Sure, and if you're ideologically opposed to a policy you can make a comment like this. What's needed is data on many alternative approaches, what policies _and_ executions taken as one promote better outcomes? Over what timeframes? Otherwise it's just all shouting into a windstorm.
That’s… what I’m arguing? There’s a hard problem to be solved with uncertain paths toward a solution — or uncertainty of what “solved” means in this case, maybe, depending on whether endemic is an acceptable outcome — and every attempt at a solution that doesn’t work out, or doesn’t work out sufficiently well, is data added to the project of getting better outcomes for all. I’m not entirely sure what you’ve read in my comment but I’m certainly not saying we shouldn’t view things plainly.
I would also challenge your implicit notion here that there is a binary pass/fail solution to societal levels of drug addiction. Like any seriously hard problem there are policies that have been proposed and implemented around that world that have some positive outcomes in some regards and negatives in others. Incarceration (the Drug War) theoretically makes serious drug addiction absent from public life, a positive, but with the result of growing the police state, a negative. Vice versa for Oregon’s policy, now that it’s run for a while. I think we’re recently finding that Portugal’s approach which Oregon based their policy on also does not have better than expected outcomes, although the data is early yet.
> What's needed is data on many alternative approaches, what policies _and_ executions taken as one promote better outcomes?
> Over what timeframes?
This is where the goalpost shifting happens.
I can not think of a single instance in recent history where a political leader has admitted that a policy they like has failed because it was fundamentally a bad idea.
Not PP, but the onus is always on the person or group making the affirmative claim. It _might_ be that the policy is sound but the execution is in error, but we should not _assume_ that the policy is sound.
> Not PP, but the onus is always on the person or group making the affirmative claim.
But they're both making an affirmative claim. One says that legalization is better and all these addicts are an error in execution. The other says that criminalization is better and all this widespread disrespect for the law and erosion of civil liberties and mass incarceration and cartel murder squads are an error in execution.
In general the burden should be on the party who wants make something illegal.
I’m kind of of the opinion that we shouldn’t hold addicts to account for their addictions. By the time they’re addicted they’re not rational actors any more.
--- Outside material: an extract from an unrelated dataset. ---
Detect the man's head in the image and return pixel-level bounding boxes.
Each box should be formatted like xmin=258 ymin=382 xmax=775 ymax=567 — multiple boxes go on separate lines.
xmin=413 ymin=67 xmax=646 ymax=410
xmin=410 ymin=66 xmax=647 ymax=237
By the same count we don’t judge the mentally unwell and children as if they’re well-functioning adults.
OK, so what does that concretely mean as a policy? "Not judge", fine - does that mean no arrests, no involuntary holds, not touching them? We used to take the view that we could confine people for things that weren't their fault when there was an overwhelming public interest (e.g. people with infectious diseases).
I don't think it's that simple. No one acts 100% rationally all of the time. In this respect, addicts, children, and the mentally unwell differ from the rest of us by degree - they may have diminished responsibility for their own actions, but I don't think it makes sense to try to draw a sharp line where you're either responsible for your own actions or you're not. Recovery from addiction requires assuming responsibility for one's actions.
By the same count we don’t judge the mentally unwell and children
as if they’re well-functioning adults.
Sure we do (or we did up until recently). Bill Clinton famously presided over the execution of a man missing a chunk of his brain to appear tough on crime during his presidential campaign.
Looking on from the UK, the only answer American liberals seem to have for the failures of American liberalism is that America just wasn't liberal enough.
The UK that dismisses or suppresses its own reports into drug policy and fires its leading experts because their views are not politically expedient, that UK?
I think even if we don't know what is the right way to go about drug policy, we can probably agree that sticking your head in the sand and pretending there's no debate to be had is probably not the best approach.